There's no reason a two year old golden can't come live inside the house. A dog living in the backyard during the day, and in the garage at night makes me very sad. Why get a dog? And I never understood the whole "the little dogs get to live inside while the big dogs have to live outside" way of thinking either. I have a golden, a lab mix, and a beagle mix, and all 3 live comfortably in my house.


----------



## Einstein's Dad! (Nov 30, 2009)

@Taz: I understand, i do. And if it were my house alone i wouldn't even think twice about it. But if there's one thing I'm good at, it's diplomacy -so, we'll see.


----------



## Einstein's Dad! (Nov 30, 2009)

Here are some older pics of Einstein (from when he was one)


----------



## Foyerhawk (May 7, 2009)

I think he is much youger than you think. He looks four-five months in the first three pics  He still has visable growth plates and puppy coat.


----------



## DogsforMe (Mar 11, 2007)

When I was a child & when 1st married our dogs lived outside & had a kennel to sleep in. They came in the house occasionally. It wasn't until the dog b4 April who started sleeping in the house the last year of his life. An since getting April in 1993 all our dogs sleep inside at night & are mostly outside in the yard during the day. It's the Aussie way for most dogs, there are still quite a few that live outside.

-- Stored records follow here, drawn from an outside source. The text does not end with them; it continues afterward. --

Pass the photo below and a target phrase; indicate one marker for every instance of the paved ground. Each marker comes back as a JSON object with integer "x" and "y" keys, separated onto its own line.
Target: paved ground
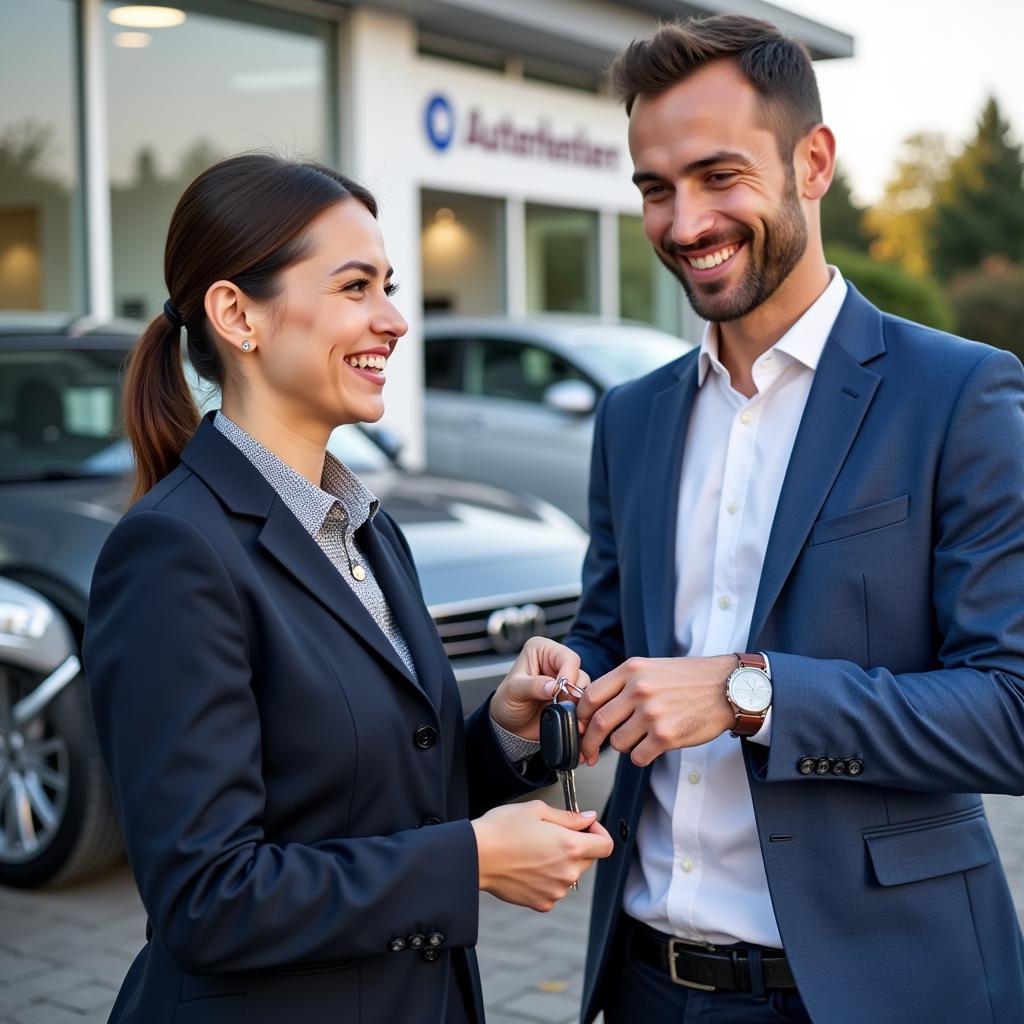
{"x": 64, "y": 953}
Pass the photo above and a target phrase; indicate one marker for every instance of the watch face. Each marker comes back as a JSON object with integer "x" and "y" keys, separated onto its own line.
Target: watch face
{"x": 750, "y": 690}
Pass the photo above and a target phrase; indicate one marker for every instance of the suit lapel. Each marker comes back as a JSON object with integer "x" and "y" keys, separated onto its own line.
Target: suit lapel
{"x": 284, "y": 538}
{"x": 245, "y": 493}
{"x": 402, "y": 594}
{"x": 839, "y": 399}
{"x": 670, "y": 416}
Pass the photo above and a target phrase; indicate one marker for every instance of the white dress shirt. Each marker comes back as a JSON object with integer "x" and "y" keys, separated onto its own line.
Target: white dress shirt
{"x": 698, "y": 872}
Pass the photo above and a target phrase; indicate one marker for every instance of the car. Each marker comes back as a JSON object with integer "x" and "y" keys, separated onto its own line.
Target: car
{"x": 496, "y": 568}
{"x": 510, "y": 401}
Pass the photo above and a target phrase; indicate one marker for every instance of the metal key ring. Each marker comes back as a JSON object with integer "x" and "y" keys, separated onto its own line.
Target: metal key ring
{"x": 570, "y": 689}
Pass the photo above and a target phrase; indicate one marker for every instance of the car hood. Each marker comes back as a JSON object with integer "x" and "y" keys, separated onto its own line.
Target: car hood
{"x": 468, "y": 540}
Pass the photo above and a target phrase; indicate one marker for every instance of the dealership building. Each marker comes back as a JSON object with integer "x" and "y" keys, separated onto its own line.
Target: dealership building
{"x": 484, "y": 128}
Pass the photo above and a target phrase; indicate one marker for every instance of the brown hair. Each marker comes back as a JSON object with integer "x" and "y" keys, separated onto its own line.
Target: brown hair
{"x": 778, "y": 68}
{"x": 241, "y": 220}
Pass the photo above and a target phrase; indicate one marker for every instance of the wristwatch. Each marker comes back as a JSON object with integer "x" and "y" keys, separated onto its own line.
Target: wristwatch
{"x": 749, "y": 690}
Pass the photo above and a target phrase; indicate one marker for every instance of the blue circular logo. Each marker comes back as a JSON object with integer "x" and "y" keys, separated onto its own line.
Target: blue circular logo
{"x": 439, "y": 122}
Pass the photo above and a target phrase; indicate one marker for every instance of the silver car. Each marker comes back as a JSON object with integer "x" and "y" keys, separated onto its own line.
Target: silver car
{"x": 511, "y": 401}
{"x": 496, "y": 568}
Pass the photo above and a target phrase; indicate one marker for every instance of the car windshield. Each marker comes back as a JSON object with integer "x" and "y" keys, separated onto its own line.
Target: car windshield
{"x": 630, "y": 352}
{"x": 59, "y": 412}
{"x": 60, "y": 417}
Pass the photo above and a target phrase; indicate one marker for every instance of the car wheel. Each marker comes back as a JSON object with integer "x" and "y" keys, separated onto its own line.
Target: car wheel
{"x": 57, "y": 822}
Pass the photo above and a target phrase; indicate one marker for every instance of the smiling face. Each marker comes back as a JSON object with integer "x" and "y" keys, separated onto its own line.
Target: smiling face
{"x": 720, "y": 206}
{"x": 323, "y": 343}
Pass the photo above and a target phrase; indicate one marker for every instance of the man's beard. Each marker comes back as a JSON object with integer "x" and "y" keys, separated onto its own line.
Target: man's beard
{"x": 767, "y": 266}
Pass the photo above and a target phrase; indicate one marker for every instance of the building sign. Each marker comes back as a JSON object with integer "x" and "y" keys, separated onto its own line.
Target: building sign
{"x": 539, "y": 141}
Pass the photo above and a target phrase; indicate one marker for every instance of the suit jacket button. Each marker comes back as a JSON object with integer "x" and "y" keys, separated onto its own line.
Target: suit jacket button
{"x": 425, "y": 737}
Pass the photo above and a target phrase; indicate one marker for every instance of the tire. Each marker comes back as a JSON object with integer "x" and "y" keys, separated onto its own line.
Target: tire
{"x": 83, "y": 837}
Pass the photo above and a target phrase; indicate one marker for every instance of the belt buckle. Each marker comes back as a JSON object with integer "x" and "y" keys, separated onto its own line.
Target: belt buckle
{"x": 673, "y": 943}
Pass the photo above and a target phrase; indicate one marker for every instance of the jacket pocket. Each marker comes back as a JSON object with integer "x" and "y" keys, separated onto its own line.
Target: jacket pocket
{"x": 863, "y": 520}
{"x": 912, "y": 852}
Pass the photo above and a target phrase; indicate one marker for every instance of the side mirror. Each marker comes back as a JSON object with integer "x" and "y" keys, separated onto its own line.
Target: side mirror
{"x": 387, "y": 441}
{"x": 574, "y": 397}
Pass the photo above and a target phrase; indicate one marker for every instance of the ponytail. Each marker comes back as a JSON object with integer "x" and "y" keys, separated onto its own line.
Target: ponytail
{"x": 159, "y": 410}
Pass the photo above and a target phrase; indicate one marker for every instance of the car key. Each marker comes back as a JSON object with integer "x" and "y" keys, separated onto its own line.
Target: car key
{"x": 560, "y": 745}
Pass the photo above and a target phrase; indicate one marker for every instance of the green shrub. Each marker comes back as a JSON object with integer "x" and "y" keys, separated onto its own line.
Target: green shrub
{"x": 893, "y": 289}
{"x": 989, "y": 305}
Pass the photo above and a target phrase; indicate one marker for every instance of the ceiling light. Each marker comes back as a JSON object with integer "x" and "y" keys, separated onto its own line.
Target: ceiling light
{"x": 132, "y": 40}
{"x": 146, "y": 16}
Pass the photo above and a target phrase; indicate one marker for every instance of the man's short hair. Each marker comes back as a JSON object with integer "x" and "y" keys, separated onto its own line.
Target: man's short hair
{"x": 778, "y": 68}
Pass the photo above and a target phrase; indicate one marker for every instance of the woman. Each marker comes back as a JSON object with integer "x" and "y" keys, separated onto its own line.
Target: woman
{"x": 282, "y": 728}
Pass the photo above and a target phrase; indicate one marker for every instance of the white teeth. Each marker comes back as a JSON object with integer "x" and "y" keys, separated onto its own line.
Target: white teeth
{"x": 367, "y": 361}
{"x": 714, "y": 259}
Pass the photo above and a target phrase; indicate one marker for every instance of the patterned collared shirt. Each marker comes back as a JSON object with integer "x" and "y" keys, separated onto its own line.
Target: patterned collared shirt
{"x": 331, "y": 514}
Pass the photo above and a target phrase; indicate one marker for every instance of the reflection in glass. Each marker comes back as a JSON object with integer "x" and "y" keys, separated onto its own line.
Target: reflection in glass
{"x": 39, "y": 214}
{"x": 231, "y": 78}
{"x": 561, "y": 260}
{"x": 647, "y": 292}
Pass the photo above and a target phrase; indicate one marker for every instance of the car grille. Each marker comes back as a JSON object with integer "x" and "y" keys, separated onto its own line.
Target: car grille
{"x": 502, "y": 626}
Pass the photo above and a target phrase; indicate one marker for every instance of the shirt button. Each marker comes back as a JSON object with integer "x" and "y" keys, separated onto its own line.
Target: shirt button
{"x": 425, "y": 737}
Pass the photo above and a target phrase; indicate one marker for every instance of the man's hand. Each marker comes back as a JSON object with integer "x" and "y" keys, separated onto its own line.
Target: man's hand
{"x": 649, "y": 706}
{"x": 517, "y": 704}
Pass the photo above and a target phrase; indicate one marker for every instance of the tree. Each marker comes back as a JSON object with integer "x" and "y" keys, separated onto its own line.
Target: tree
{"x": 842, "y": 219}
{"x": 901, "y": 221}
{"x": 892, "y": 289}
{"x": 989, "y": 304}
{"x": 979, "y": 210}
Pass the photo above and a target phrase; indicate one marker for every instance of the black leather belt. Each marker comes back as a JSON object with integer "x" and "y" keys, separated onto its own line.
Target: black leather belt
{"x": 704, "y": 967}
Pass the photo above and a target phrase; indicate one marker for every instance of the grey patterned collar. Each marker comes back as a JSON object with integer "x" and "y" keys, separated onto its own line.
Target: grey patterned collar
{"x": 309, "y": 504}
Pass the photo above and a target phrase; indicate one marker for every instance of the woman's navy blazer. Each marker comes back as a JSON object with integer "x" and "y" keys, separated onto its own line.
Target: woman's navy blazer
{"x": 295, "y": 806}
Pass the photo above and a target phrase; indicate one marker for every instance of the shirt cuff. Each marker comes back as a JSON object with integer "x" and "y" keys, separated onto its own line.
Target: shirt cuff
{"x": 763, "y": 735}
{"x": 515, "y": 749}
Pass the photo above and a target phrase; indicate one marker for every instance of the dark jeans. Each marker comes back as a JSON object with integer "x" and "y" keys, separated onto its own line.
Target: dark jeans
{"x": 637, "y": 993}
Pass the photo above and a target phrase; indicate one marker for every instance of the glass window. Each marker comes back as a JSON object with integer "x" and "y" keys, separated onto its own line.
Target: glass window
{"x": 60, "y": 412}
{"x": 463, "y": 253}
{"x": 523, "y": 373}
{"x": 231, "y": 77}
{"x": 647, "y": 291}
{"x": 40, "y": 214}
{"x": 561, "y": 260}
{"x": 442, "y": 364}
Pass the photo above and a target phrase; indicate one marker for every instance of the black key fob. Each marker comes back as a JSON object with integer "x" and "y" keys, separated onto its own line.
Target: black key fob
{"x": 559, "y": 736}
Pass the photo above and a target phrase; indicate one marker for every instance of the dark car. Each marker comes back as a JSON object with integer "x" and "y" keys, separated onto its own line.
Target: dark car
{"x": 496, "y": 568}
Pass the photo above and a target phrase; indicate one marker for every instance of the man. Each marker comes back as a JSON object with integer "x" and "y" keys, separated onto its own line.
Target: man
{"x": 837, "y": 497}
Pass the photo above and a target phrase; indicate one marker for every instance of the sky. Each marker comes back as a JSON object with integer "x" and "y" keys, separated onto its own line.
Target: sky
{"x": 919, "y": 66}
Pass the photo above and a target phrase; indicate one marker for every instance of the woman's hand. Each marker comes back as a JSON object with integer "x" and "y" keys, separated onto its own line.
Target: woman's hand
{"x": 517, "y": 704}
{"x": 530, "y": 854}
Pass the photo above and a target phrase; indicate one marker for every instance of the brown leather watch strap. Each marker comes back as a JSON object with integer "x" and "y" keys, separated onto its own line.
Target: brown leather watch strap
{"x": 753, "y": 662}
{"x": 748, "y": 725}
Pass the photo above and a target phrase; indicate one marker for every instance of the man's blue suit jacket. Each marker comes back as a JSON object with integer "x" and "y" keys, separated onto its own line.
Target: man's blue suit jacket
{"x": 891, "y": 605}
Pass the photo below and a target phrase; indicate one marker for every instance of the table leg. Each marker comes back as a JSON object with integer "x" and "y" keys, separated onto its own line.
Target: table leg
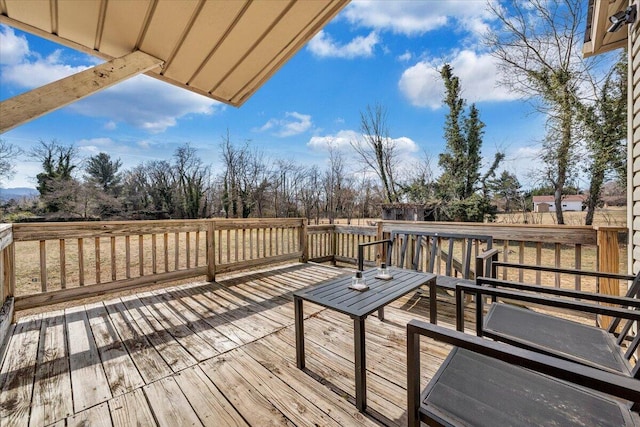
{"x": 299, "y": 325}
{"x": 361, "y": 364}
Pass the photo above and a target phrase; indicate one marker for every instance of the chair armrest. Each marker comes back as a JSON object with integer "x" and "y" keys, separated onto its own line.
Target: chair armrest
{"x": 611, "y": 299}
{"x": 361, "y": 247}
{"x": 599, "y": 274}
{"x": 606, "y": 382}
{"x": 517, "y": 295}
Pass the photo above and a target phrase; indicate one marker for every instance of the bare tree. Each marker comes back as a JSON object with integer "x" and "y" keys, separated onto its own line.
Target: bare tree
{"x": 8, "y": 155}
{"x": 378, "y": 150}
{"x": 193, "y": 182}
{"x": 539, "y": 49}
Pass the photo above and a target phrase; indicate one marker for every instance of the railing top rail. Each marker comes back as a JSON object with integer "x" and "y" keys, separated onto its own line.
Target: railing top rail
{"x": 519, "y": 232}
{"x": 89, "y": 229}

If you do a search at www.dogstardaily.com you will find answers to all you questions regarding dogs & puppies. Mostly look for it's founder Dr Ian Dunbar's answers. He also has iwoofs a radio program that you can listen to on various topics. You will also be able to download his book 'Before You Get Your Puppy" & I'm not sure about After ygyp. for free.

As for the chewing there are products on the market like Bitter Apple that you spray on things which make it unpleasant for the dog to chew. You need to repeat the applicationa as needed.


----------



## Einstein's Dad! (Nov 30, 2009)

@Foyerhawk: I think you're right.
@Dogsforme: Thanks for the info, will check it out. Our vet also recommended Bitter Apple but have had a really hard time finding it here. Will keep on looking.


----------



## lynnron (Aug 9, 2020)

Einstein's Dad! said:


> Hi All, our 2-yr. old Golden Retriever (Einstein) has been spending the last two nights chewing on our car's front and rear bumpers.
> 
> I bought him two large doggy bones yesterday to try and satiate this bad habit but it hasn't seem to have worked (he just hides the bones). Running out solutions, we resorted to spraying the bumper area of the car with a concoction of vinegar, garlic and other spices in the hopes that the smell would deter him.
> 
> ...


i USE CHINEESE HOT MUSTARD AND MY DOG SNIFFS IT AND WONT GO NEAR IT GOOD LUCK


----------



## DaySleepers (Apr 9, 2011)

This is a twelve year old thread and the original poster hasn't been active on this forum in just as long, so I'm closing this thread to future replies.


----------